Our prof talked about arc length as a parameter today and I understand how to do problems associated with it, however I do not fully understand why we do it.

Homework Equations

In our text, the only relevant reading says: "A curve in the plane or in space can be parametrized in terms of the arc length s."


Would someone be able to give me a geometric interpretation on why we need to do this parametrization?

Thanks!

 

[marcusl]

It is often convenient. Biking and hiking give intuitive real-life examples. IF you hike trails in the mountains, or watch the Tour de France on TV, you'll see a graph of elevation as a function of distance along the route. It is useful to know, e.g., that a steep climb is coming up at mile 2.6 followed by a gentle descent for the next half mile, etc. It is far less convenient to have to look at a topo map that gives elevation at every x,y point (or latitude/longitude), because you have to painstakingly figure out what it is along the trail you'll be taking. Parametrization along the arc or curve or trail is the more appropriate and convenient way to work the problem.

 

[HallsofIvy]

You don't need to. It's often convenient, as marcusl said.

One formula for arclength is
$$s= \int \sqrt{\left(\frac{dx}{dt}\right)^2+ \left(\frac{dy}{dt}\right)^2}dt$$
where x and y are functions of some parameter t.

On the other hand if we just have y a function of x, we can use the formula
$$s= \int \sqrt{\left(\frac{dy}{dx}\right)^2+ 1}dx$$

Of course, there exist many interesting curves in which y is not a function of x! Example: the circle.

 

[Schrodinger's Dog]

http://en.wikipedia.org/wiki/Unit_circle

$$y^2 + x^2=r^2$$ : function of a circle.

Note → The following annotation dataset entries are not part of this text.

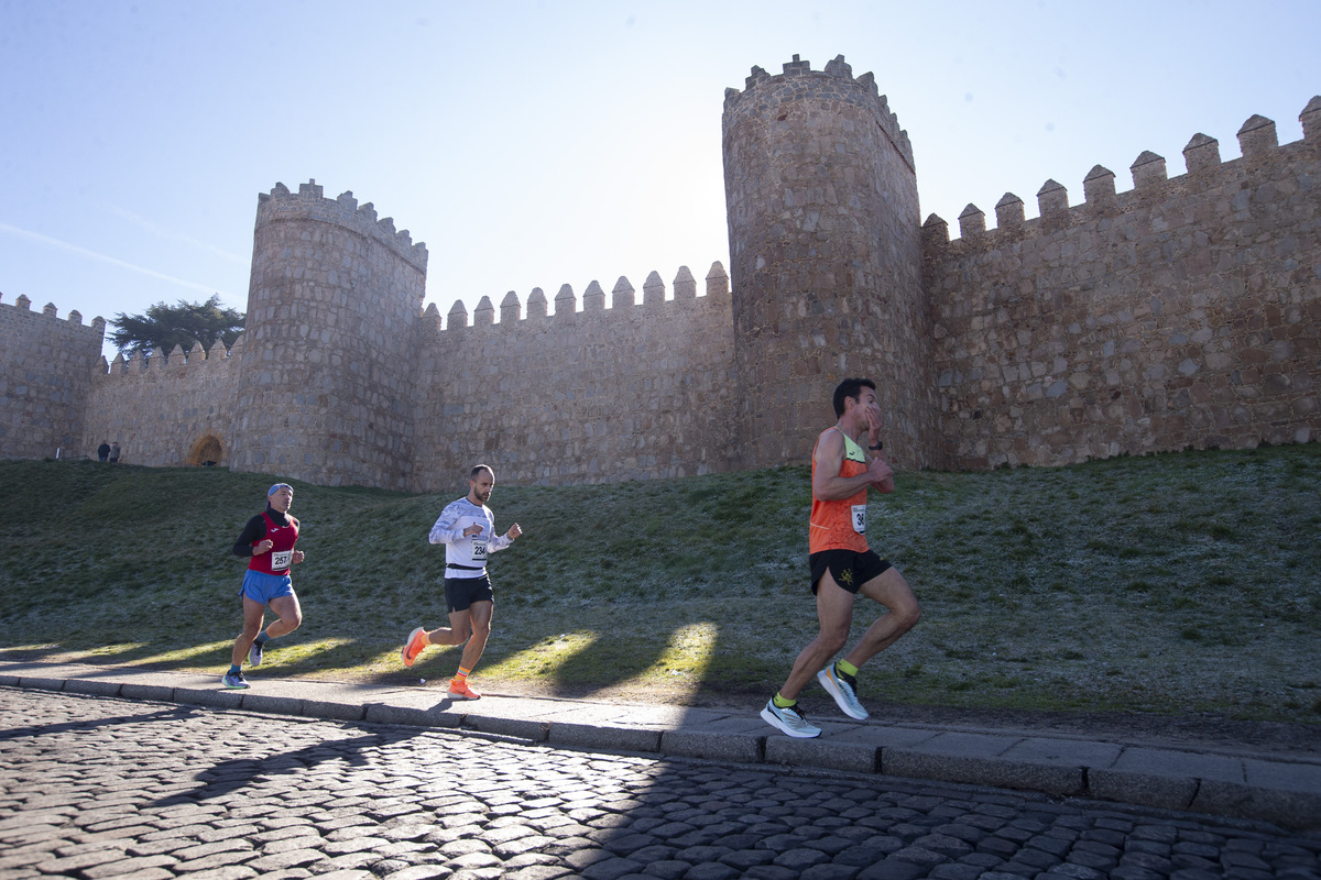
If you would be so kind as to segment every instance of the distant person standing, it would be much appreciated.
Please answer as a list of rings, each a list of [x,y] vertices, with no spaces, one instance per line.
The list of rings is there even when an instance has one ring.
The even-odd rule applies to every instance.
[[[761,710],[766,723],[802,739],[822,732],[798,707],[798,693],[811,677],[816,676],[845,715],[867,718],[856,694],[859,668],[894,644],[922,616],[904,575],[867,546],[867,489],[894,491],[894,471],[878,455],[881,409],[876,404],[876,384],[871,379],[845,379],[835,388],[834,404],[839,421],[822,431],[812,450],[812,512],[807,529],[820,632],[798,654],[779,693]],[[848,641],[857,595],[885,606],[889,613],[877,617],[843,660],[826,668]]]
[[[458,674],[449,682],[453,699],[481,699],[468,683],[468,676],[486,650],[491,635],[495,595],[486,574],[486,557],[511,545],[523,529],[518,522],[505,534],[495,534],[495,515],[486,507],[495,486],[495,472],[478,464],[468,475],[468,495],[445,507],[431,526],[427,540],[445,545],[445,606],[449,627],[427,632],[417,627],[408,633],[399,652],[404,666],[412,666],[427,645],[464,645]]]
[[[232,690],[247,687],[243,678],[244,657],[254,666],[262,665],[262,649],[271,639],[279,639],[299,628],[303,608],[293,592],[289,567],[303,562],[303,550],[295,550],[301,524],[289,516],[293,487],[276,483],[266,492],[266,511],[258,513],[234,542],[234,555],[251,557],[243,575],[243,632],[234,641],[230,670],[221,682]],[[262,632],[266,610],[271,608],[279,620]]]

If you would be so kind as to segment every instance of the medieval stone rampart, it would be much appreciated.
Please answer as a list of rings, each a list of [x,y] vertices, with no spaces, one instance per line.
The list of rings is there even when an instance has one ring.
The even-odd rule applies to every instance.
[[[99,346],[99,343],[98,343]],[[83,449],[118,441],[120,460],[152,467],[232,464],[238,413],[238,364],[243,336],[234,348],[219,340],[210,352],[202,343],[166,356],[161,350],[125,360],[104,358],[91,371]]]
[[[435,306],[419,340],[413,488],[454,484],[477,462],[501,480],[598,483],[687,476],[736,467],[737,385],[729,282],[716,263],[705,294],[687,267],[674,297],[653,272],[642,302],[627,278],[593,281],[583,310],[564,285],[547,314],[532,290],[526,315],[510,292],[482,297],[472,326],[462,302],[445,327]]]
[[[939,464],[913,148],[872,74],[753,67],[723,129],[742,464],[804,460],[848,376],[897,466]]]
[[[232,463],[407,488],[427,248],[310,181],[258,203]]]
[[[100,441],[85,446],[82,427],[104,335],[102,318],[61,321],[54,303],[33,311],[25,296],[0,302],[0,458],[96,454]]]
[[[1048,181],[1040,216],[1013,194],[925,226],[941,433],[955,467],[1063,464],[1123,453],[1305,442],[1317,408],[1321,99],[1305,137],[1275,123],[1143,153],[1133,189],[1096,166],[1070,207]]]
[[[871,376],[900,467],[1065,464],[1321,431],[1321,98],[1304,139],[1254,116],[1242,157],[1096,166],[1040,216],[919,224],[913,150],[844,59],[754,67],[724,107],[731,274],[697,296],[568,285],[421,309],[427,249],[314,181],[259,197],[244,332],[112,365],[104,322],[0,303],[0,455],[95,454],[321,484],[568,484],[806,463]]]

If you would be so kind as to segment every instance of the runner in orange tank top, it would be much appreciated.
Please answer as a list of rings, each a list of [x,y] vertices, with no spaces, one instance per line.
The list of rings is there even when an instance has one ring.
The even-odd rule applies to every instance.
[[[807,529],[820,632],[798,654],[779,693],[761,710],[769,724],[797,738],[822,732],[798,706],[798,694],[812,676],[845,715],[865,719],[867,710],[857,699],[859,668],[894,644],[922,616],[904,575],[867,545],[867,491],[894,491],[894,472],[878,454],[881,409],[876,404],[876,384],[871,379],[845,379],[835,389],[834,404],[839,421],[822,431],[812,450],[812,512]],[[843,660],[830,664],[848,640],[859,595],[884,606],[889,613],[877,617]]]

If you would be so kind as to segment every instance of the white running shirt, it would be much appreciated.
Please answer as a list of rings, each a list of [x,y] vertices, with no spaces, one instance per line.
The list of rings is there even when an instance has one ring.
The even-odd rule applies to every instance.
[[[482,526],[481,534],[465,536],[464,529],[474,524]],[[445,505],[427,540],[445,545],[446,578],[482,577],[486,574],[486,557],[513,544],[503,534],[495,534],[495,515],[491,509],[485,504],[473,504],[468,496]]]

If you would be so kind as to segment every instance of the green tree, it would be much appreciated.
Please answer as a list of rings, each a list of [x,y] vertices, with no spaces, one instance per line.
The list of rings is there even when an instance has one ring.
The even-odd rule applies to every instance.
[[[120,311],[110,323],[115,327],[110,342],[124,356],[132,358],[149,355],[153,348],[169,354],[174,346],[189,351],[198,342],[210,351],[217,339],[222,339],[229,348],[243,332],[243,313],[222,309],[219,294],[213,294],[206,302],[180,299],[177,306],[157,302],[141,315]]]

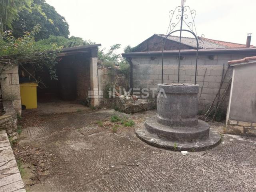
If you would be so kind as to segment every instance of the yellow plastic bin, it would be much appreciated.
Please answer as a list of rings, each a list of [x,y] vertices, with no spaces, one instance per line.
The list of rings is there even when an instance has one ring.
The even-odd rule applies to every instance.
[[[37,108],[37,96],[36,83],[26,83],[20,84],[21,104],[26,106],[26,109]]]

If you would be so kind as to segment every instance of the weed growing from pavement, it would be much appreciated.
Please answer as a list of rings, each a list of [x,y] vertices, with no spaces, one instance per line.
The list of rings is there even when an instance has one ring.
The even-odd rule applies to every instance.
[[[92,106],[92,105],[91,105],[90,108],[91,108],[91,109],[92,109],[93,110],[95,110],[95,109],[96,109],[96,107],[94,107],[94,106]]]
[[[176,143],[176,142],[174,142],[174,146],[173,147],[174,148],[174,151],[176,151],[177,149],[177,144]]]
[[[113,133],[116,133],[117,132],[117,129],[119,127],[119,125],[118,124],[115,124],[114,126],[112,127],[112,132]]]
[[[96,123],[100,127],[102,127],[103,126],[103,122],[101,121],[96,121]]]
[[[12,137],[8,137],[8,139],[11,146],[12,146],[17,143],[17,141],[16,140],[13,140],[12,139]]]
[[[111,122],[118,122],[121,120],[121,118],[117,115],[112,115],[110,117],[110,121]]]
[[[132,120],[122,121],[122,124],[126,127],[131,127],[135,124],[134,121]]]
[[[22,118],[21,117],[21,116],[20,116],[20,114],[19,114],[18,113],[17,113],[17,118],[18,120],[21,120],[22,119]]]
[[[20,173],[20,176],[21,176],[21,178],[23,177],[23,176],[25,174],[25,170],[24,169],[22,168],[21,165],[21,161],[20,159],[18,160],[17,160],[17,165],[18,166],[18,168],[19,169],[19,171]]]
[[[17,132],[19,135],[20,135],[22,132],[22,126],[21,125],[18,125],[17,128]]]

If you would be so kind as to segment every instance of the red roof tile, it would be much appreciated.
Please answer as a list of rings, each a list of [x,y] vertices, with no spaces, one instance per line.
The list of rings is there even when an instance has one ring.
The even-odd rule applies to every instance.
[[[212,42],[214,43],[216,43],[217,44],[221,45],[223,46],[225,46],[226,47],[228,48],[238,48],[238,47],[246,47],[246,45],[245,44],[240,44],[239,43],[232,43],[231,42],[228,42],[226,41],[219,41],[218,40],[214,40],[213,39],[208,39],[207,38],[205,38],[204,37],[200,37],[200,38],[202,38],[204,40],[210,41],[211,42]],[[254,46],[252,45],[251,45],[250,46],[250,47],[254,47],[256,48],[256,46]]]

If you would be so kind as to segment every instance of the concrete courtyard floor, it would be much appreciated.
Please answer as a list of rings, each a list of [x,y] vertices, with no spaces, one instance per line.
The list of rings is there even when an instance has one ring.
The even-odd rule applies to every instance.
[[[143,126],[156,110],[132,115],[113,110],[62,114],[23,112],[23,131],[13,146],[30,191],[255,191],[256,139],[224,134],[210,150],[190,152],[140,141],[134,127],[112,130],[116,114]],[[102,121],[103,126],[96,124]],[[210,124],[222,131],[224,124]]]

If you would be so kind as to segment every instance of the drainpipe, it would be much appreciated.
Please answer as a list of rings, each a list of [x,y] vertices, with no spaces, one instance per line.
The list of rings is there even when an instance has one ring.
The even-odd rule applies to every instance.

This is actually for wiki not a bad little guide to circles, interesting as it shows all the relationships to 0 the center of the circle and their angles, I just though I'd mention it as it is a good picture of how the angles relate and to which sides. The arc length is of course the distance along the circumference of the circle.

Probably not relevant, but interesting.

The curve $$\int_0^{ln 2}{\sqrt{1+e^{2x}}dx} => \frac {1}{2} \ln [\sqrt {(1+e^2x)}] - \frac {1}{2} \ln [\sqrt {(1+e^2x)}]+\sqrt {1+e^2x}+C$$
describes the volume of a toroidal too as I recently found out.

The definite integrals value is found by placing e as 2. As ln2(e)=2 in this case and then subtracting the lower limit.

 

[vg19]

great thanks a lot!

 

[HallsofIvy]

For some reason, in my first response I thought you were asking about calculating arc-length when a curve is given by parametric equations. Now I see that you are asking about using arclength as a parameter.

One point about parameterization in terms of arc length is that it is obvious[/t]! Choose any point at all to correspond to s= 0, choose one direction on the curve to be + and another to be -. Then just literally measure along the curve. The point at distance s from the starting point (in the positive direction) is labeled by parameter s, in the negative direction by parameter -s.

Another nice thing is that while the vector you get by differentiating the position vector with respect to any parameter is a tangent vector to the curve, if you use arclength, it is the unit tangent vector.